China’s shifting sands spell trouble for Qualcomm, Broadcom

January 26, 2015 //By Junko Yoshida
China’s shifting sands spell trouble for Qualcomm, Broadcom
Shifting sands in China’s mobile market are likely to affect the leaders in the U.S. chip industry — such as Qualcomm and Broadcom — much faster than previously expected, according to several sources who attended the International Consumer Electronics Show earlier this month.

Among big changes in the works are China Mobile’s shift in procurement policy from five-mode smartphones to three-mode models, and big plans among Chinese apps processor vendors to embrace connectivity (WiFi and Bluetooth Low Energy).

Shift to three-mode smartphones

China Mobile, the world’s biggest cellular operator (in terms of subscriber numbers), initially bought only smartphones based on five-mode (supporting TD-LTE, FDD LTE, TD-SCDMA, WCDMA, GSM) and 10-frequency base band modems. The impetus behind this policy was said to help internationalize TD-LTE and promote development of multiple mobile communication technologies.
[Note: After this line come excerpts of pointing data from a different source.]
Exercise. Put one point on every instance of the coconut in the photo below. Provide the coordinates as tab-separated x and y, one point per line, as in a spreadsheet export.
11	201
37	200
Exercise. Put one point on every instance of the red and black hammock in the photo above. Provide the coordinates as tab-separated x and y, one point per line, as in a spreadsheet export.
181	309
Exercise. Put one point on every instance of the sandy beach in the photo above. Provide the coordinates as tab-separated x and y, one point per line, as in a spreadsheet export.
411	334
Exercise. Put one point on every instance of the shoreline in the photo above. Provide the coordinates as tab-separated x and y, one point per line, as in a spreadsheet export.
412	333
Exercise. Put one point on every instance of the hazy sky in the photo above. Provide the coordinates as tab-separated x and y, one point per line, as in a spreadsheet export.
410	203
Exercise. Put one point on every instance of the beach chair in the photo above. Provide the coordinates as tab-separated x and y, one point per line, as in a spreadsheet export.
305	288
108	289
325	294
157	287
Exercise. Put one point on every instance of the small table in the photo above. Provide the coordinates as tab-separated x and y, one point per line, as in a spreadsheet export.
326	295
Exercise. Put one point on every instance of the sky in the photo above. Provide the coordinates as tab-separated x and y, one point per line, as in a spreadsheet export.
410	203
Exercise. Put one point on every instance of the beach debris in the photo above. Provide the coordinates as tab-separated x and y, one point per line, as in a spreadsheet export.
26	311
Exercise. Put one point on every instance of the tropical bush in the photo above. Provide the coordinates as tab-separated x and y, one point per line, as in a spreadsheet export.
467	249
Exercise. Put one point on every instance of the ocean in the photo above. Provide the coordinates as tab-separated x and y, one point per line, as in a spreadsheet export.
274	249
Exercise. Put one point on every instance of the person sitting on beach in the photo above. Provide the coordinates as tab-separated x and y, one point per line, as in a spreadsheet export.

Last year, however, China Mobile relaxed its procurement rule to include three-mode (TD-LTE, TD-SCDMA, EDGE/GPRS/GSM) models.

As a result, those profiting from China Mobile’s new policy are China’s leading fabless chip companies such as Spreadtrum and Leadcore, along with China-based smartphones.

China Mobile sees three-mode smartphones helpful to launch more inexpensive TD-LTE smartphones, Chinese industry sources say. The operator hopes to aggressively promote its TD-LTE services, and the way to that goal is lowering required specification from five- to three-mode, they said.

For smartphone vendors making five-mode models, Qualcomm (which dominates the market) and Marvell were the only chip suppliers they could depend on.

In Qualcomm’s latest financial call last fall, president Derek Aberle acknowledged that he expects the global 3G/4G average selling prices will decline approximately 9-10% in fiscal 2015. Aberle explained, “Really a big part of the year-over-year decline is driven by growth in China, and in particular three-mode and Chinese OEMs I think gaining share over non-Chinese OEMs.”